The 199A fix, which resulted from negotiations between the National Council of Farmer Cooperatives and the National Grain and Feed Association, will equalize tax treatment of commodity sales to cooperatives and non-co-ops, while also providing a flow-through deduction from co-ops to their members similar to the old Section 199 deduction for domestic production activities (DPAD).
In addition to that provision, the omnibus includes provisions to exempt concentrated animal feeding operations from having to report emissions under federal pollution laws,
The omnibus also includes $600 million for a pilot grant and loan program to extend broadband service to rural areas that currently lack it. Adequate broadband is defined as 10 Mbps downstream and 1 Mbps upstream.
"I think it's going to be a good bill for agriculture," Sen. Debbie Stabenow, D-Mich., said Wednesday at the Agri-Pulse Ag and Food Policy Summit.
The industry agreement to rework the 199A deduction was announced March 13, but Democrats resisted including it in the omnibus until Republicans agreed to add an expansion of a low-income housing tax credit.
The 20-percent Section 199A deduction was created by the tax law to ensure that pass-through businesses - partnerships, sole proprietorships and S corporations - received similar treatment to C corporations, which saw their top tax rate slashed from 35 percent to 21 percent under the bill.
The law provided a major advantage to co-ops, however, in that their farmers were allowed to deduct 20 percent of the value of their sales to cooperatives but only 20 percent of their net farm income when selling commodities to other buyers.
Stabenow joked Wednesday that the 199A deduction was so lucrative to co-ops, “I was thinking of becoming a co-op myself..”
House GOP leaders initially rejected a deal on the housing tax credit, but they were under heavy pressure from agribusiness interests and Republican rank-and-file members to get the 199A provision into the fiscal 2018 omnibus, and it was one of the last issues to be settled.
A House source familiar with the deliberations said some GOP lawmakers threatened to oppose the omnibus if the 199A fix were omitted.
Reps. David Young, R-Iowa, and Rick Crawford, R-Ark., got more than 80 colleagues to sign a letter to Republican leaders in February urging them to fix the Section 199A provision. Young said Wednesday that the provision "was desperately needed as spring planting and commodity marketing season is quickly approaching."
In a message to House GOP members on Wednesday, House Majority Whip Steve Scalise, R-La., listed the 199A fix among the reasons Republicans should support the bill.
NCFC and NGFA praised lawmakers for getting the provision in the bill.
"By combining the individual-level business deductions that farmers can claim and the recreated DPAD pass-through from their co-ops, farmers selling to cooperatives have the opportunity to see more of a tax deduction than farmers selling to non-cooperatives," said NCFC President Chuck Conner.

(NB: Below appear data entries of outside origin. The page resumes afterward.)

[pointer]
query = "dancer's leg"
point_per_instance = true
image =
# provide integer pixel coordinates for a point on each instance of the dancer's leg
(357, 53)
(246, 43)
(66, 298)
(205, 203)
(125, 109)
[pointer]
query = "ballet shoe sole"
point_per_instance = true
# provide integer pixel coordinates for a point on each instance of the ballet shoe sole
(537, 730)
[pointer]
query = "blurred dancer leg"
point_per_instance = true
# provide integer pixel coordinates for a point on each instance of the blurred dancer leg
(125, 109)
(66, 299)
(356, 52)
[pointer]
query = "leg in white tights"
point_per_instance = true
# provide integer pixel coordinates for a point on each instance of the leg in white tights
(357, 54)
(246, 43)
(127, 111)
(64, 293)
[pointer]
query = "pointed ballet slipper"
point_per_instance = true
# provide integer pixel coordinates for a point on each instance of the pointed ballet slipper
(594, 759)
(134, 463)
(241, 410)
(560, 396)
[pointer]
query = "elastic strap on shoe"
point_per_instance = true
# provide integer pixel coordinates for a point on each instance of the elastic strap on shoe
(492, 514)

"This action fits in line with Congress's long history of public policy in support of co-ops and shows an appreciation of the unique relationship that co-ops have to their farmer-owners. It is a recognition that for many farmers, their co-op isn’t simply some business that they buy from or sell to, it’s an integral part, an extension of their operations.

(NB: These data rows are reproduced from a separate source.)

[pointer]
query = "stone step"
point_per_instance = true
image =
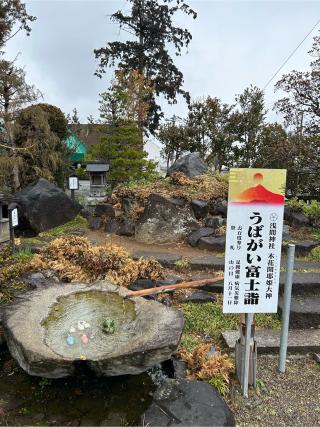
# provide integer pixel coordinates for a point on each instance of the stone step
(268, 341)
(303, 283)
(304, 311)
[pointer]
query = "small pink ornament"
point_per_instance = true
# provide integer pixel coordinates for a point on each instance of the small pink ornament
(84, 339)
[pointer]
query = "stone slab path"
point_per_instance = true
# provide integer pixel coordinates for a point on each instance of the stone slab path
(268, 341)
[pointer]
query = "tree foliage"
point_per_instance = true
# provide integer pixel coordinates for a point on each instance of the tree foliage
(175, 138)
(13, 18)
(120, 148)
(247, 123)
(38, 149)
(301, 105)
(15, 92)
(151, 23)
(120, 144)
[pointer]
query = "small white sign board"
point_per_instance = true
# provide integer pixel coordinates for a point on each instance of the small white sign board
(73, 183)
(14, 217)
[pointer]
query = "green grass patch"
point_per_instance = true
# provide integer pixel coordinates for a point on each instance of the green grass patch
(210, 320)
(77, 223)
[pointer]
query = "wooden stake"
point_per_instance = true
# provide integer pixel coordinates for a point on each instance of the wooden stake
(168, 288)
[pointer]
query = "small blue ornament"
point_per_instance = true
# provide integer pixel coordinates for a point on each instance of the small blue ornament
(70, 340)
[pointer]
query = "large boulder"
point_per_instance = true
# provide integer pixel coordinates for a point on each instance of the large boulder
(191, 165)
(54, 330)
(165, 221)
(180, 402)
(42, 206)
(200, 208)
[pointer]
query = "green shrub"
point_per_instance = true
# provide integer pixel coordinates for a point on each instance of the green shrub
(311, 210)
(315, 254)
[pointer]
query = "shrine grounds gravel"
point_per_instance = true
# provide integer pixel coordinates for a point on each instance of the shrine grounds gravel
(289, 399)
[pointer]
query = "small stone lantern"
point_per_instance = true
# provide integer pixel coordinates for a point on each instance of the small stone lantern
(97, 172)
(5, 200)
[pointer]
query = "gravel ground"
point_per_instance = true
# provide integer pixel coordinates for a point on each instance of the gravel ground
(290, 399)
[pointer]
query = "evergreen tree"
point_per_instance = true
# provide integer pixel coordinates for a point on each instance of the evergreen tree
(120, 148)
(120, 145)
(151, 23)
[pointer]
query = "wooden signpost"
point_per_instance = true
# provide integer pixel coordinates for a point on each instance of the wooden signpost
(14, 222)
(253, 252)
(73, 184)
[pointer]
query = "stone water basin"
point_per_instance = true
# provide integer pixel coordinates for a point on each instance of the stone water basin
(37, 329)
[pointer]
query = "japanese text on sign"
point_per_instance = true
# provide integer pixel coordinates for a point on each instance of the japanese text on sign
(253, 244)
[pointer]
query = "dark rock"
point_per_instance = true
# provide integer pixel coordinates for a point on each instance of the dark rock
(218, 207)
(112, 225)
(295, 218)
(43, 206)
(127, 228)
(170, 279)
(215, 243)
(165, 221)
(214, 222)
(36, 336)
(200, 297)
(86, 213)
(180, 402)
(194, 237)
(191, 165)
(95, 223)
(127, 204)
(105, 209)
(179, 368)
(35, 280)
(166, 259)
(304, 248)
(140, 284)
(200, 208)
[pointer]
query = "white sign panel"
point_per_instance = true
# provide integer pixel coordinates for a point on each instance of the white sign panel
(73, 183)
(14, 217)
(253, 243)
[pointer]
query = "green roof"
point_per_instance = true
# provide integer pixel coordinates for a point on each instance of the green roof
(78, 148)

NGFA President and CEO Randy Gordon said, "The inclusion of these provisions in the omnibus bill is a huge step in the right direction to preserve competitive choices for producers when marketing their agricultural products."
Also included in the bill is a $139 million increase in agricultural research spending from fiscal 2017 to $3.03 billion for fiscal 2018.

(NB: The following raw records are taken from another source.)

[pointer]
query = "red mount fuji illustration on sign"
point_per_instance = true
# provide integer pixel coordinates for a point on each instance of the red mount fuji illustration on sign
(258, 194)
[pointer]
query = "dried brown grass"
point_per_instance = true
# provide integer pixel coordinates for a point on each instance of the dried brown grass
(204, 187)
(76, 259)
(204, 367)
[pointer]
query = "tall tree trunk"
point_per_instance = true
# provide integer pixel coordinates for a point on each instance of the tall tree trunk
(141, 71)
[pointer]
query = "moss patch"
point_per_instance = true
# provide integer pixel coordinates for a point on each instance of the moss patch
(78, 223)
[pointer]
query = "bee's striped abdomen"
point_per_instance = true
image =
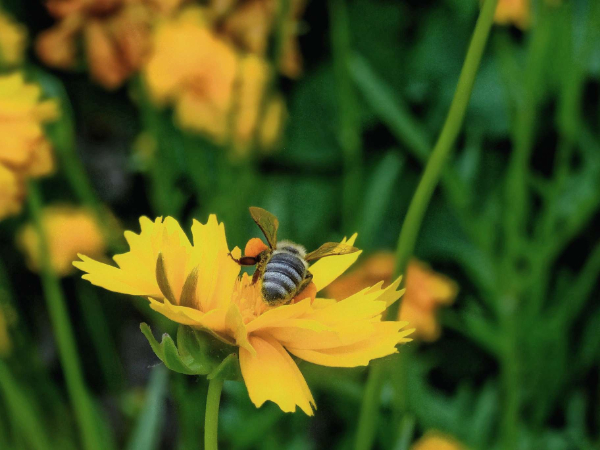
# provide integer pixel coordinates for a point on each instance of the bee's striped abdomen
(282, 277)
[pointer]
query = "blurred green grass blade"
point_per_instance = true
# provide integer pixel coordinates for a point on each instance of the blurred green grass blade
(349, 123)
(378, 195)
(146, 435)
(382, 99)
(22, 411)
(104, 344)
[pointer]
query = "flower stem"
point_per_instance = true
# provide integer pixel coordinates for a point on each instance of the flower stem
(446, 140)
(65, 339)
(211, 418)
(420, 202)
(349, 132)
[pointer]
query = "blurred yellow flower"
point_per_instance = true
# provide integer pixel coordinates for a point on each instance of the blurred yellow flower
(435, 440)
(214, 89)
(115, 33)
(513, 12)
(347, 333)
(13, 40)
(24, 150)
(251, 24)
(69, 230)
(426, 290)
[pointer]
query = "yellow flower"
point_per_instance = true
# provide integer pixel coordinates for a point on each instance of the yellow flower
(24, 150)
(69, 231)
(214, 89)
(347, 333)
(251, 24)
(13, 39)
(434, 440)
(11, 193)
(513, 12)
(116, 35)
(426, 290)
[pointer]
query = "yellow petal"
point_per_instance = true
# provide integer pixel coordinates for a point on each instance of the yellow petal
(275, 315)
(328, 269)
(273, 375)
(217, 271)
(136, 274)
(379, 344)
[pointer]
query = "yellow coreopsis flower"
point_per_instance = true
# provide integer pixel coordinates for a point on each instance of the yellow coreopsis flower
(214, 89)
(250, 25)
(347, 333)
(434, 440)
(13, 40)
(116, 35)
(24, 150)
(426, 290)
(69, 231)
(513, 12)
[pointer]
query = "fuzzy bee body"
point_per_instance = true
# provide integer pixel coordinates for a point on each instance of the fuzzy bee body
(284, 273)
(282, 267)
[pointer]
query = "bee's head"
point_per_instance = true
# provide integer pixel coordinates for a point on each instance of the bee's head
(255, 247)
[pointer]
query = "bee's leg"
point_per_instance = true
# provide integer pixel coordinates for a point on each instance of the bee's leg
(244, 260)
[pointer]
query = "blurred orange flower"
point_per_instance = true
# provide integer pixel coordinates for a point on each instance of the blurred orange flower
(435, 440)
(214, 89)
(116, 35)
(69, 230)
(250, 24)
(513, 12)
(426, 290)
(24, 150)
(13, 40)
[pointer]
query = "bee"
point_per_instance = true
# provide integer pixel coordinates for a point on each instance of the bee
(282, 267)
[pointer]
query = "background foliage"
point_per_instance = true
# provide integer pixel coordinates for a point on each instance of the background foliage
(514, 222)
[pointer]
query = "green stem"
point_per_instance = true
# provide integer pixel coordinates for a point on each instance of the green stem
(65, 339)
(349, 134)
(365, 434)
(211, 418)
(446, 140)
(418, 206)
(96, 323)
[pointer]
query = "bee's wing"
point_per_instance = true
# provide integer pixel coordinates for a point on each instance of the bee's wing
(330, 249)
(268, 224)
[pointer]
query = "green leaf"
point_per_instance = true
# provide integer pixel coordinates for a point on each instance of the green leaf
(149, 424)
(229, 369)
(378, 196)
(196, 353)
(194, 348)
(166, 351)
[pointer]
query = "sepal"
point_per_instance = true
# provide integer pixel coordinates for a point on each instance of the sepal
(196, 353)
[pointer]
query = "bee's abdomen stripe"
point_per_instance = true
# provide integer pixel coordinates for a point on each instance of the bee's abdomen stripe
(289, 260)
(285, 269)
(272, 290)
(281, 279)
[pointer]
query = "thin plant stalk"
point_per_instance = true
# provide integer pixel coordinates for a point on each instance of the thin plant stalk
(211, 418)
(80, 398)
(420, 202)
(349, 134)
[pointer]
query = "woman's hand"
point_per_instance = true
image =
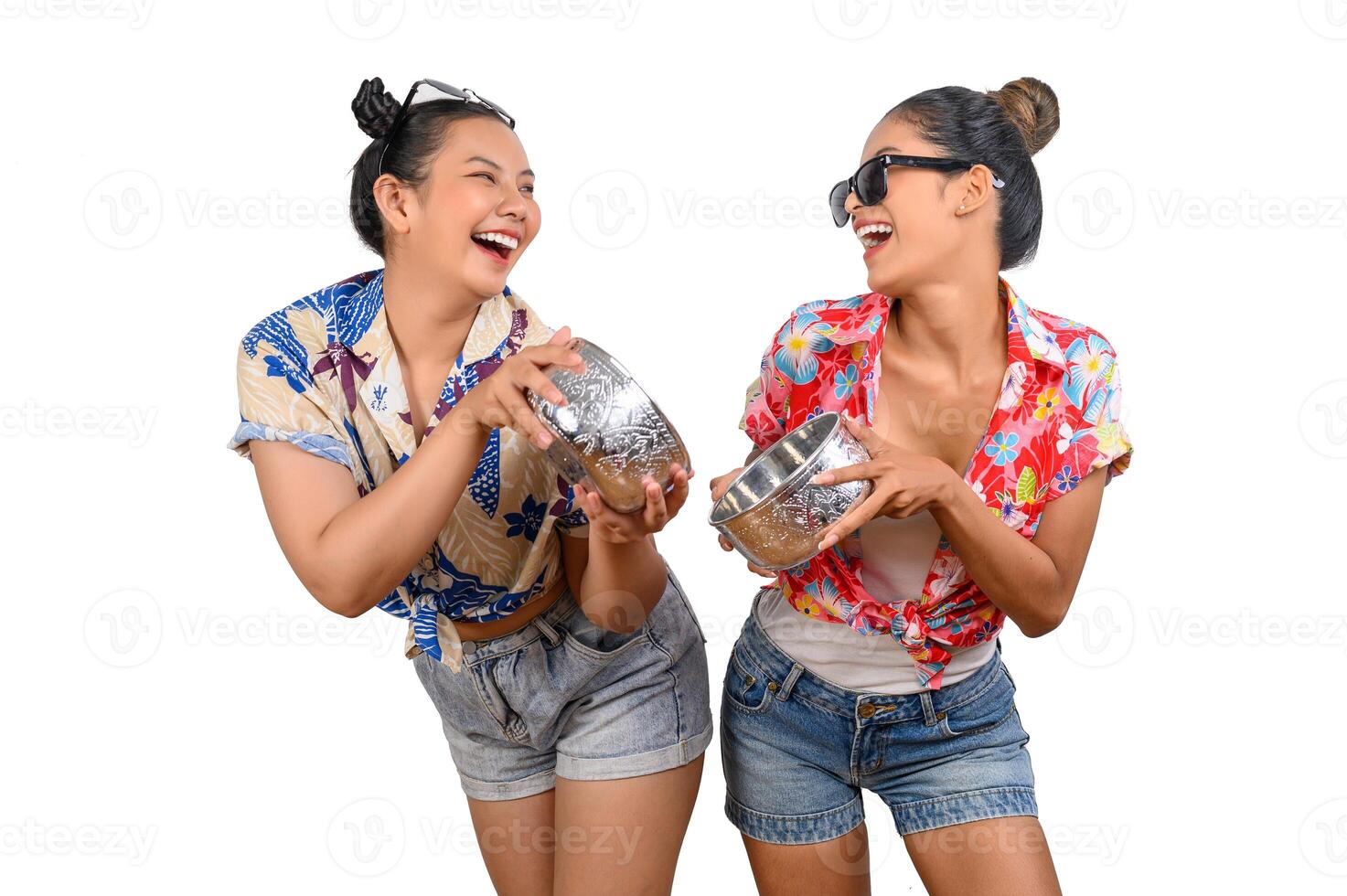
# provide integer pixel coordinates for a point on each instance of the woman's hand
(624, 528)
(718, 486)
(501, 399)
(905, 483)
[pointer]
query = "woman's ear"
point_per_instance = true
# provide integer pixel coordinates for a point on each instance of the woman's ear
(977, 190)
(396, 202)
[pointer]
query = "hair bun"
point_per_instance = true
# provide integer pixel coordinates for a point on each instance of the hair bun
(1032, 107)
(375, 108)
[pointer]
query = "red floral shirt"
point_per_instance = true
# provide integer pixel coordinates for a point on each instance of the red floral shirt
(1056, 421)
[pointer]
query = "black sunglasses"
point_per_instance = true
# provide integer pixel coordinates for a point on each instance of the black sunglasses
(871, 181)
(438, 91)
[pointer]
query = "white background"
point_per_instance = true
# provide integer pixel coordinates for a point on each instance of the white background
(178, 711)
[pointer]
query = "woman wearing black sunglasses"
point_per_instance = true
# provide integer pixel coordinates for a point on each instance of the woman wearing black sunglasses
(877, 665)
(401, 468)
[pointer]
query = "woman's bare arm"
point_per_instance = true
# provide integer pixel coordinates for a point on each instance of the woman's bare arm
(1033, 581)
(350, 551)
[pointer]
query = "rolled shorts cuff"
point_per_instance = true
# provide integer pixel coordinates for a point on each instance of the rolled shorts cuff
(794, 830)
(648, 763)
(958, 808)
(518, 788)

The bill provides $2.1 billion for international food aid and for programs to promote U.S. agricultural exports, a $130 million increase from fiscal 2017. The FY18 total includes more than $1.7 billion for Food for Peace and $207 million for the McGovern-Dole International Food for Education and Child Nutrition program.
And for the first time in a decade the farm bill conservation programs were not reduced, according to the National Sustainable Agriculture Coalition.
The bill also contains a number of policy provisions, including one barring the Food and Drug Administration from issuing guidance or regulations to reduce sodium consumption until completion of a study on what should be the recommended intake. The bill also continues a ban on the slaughter of horses.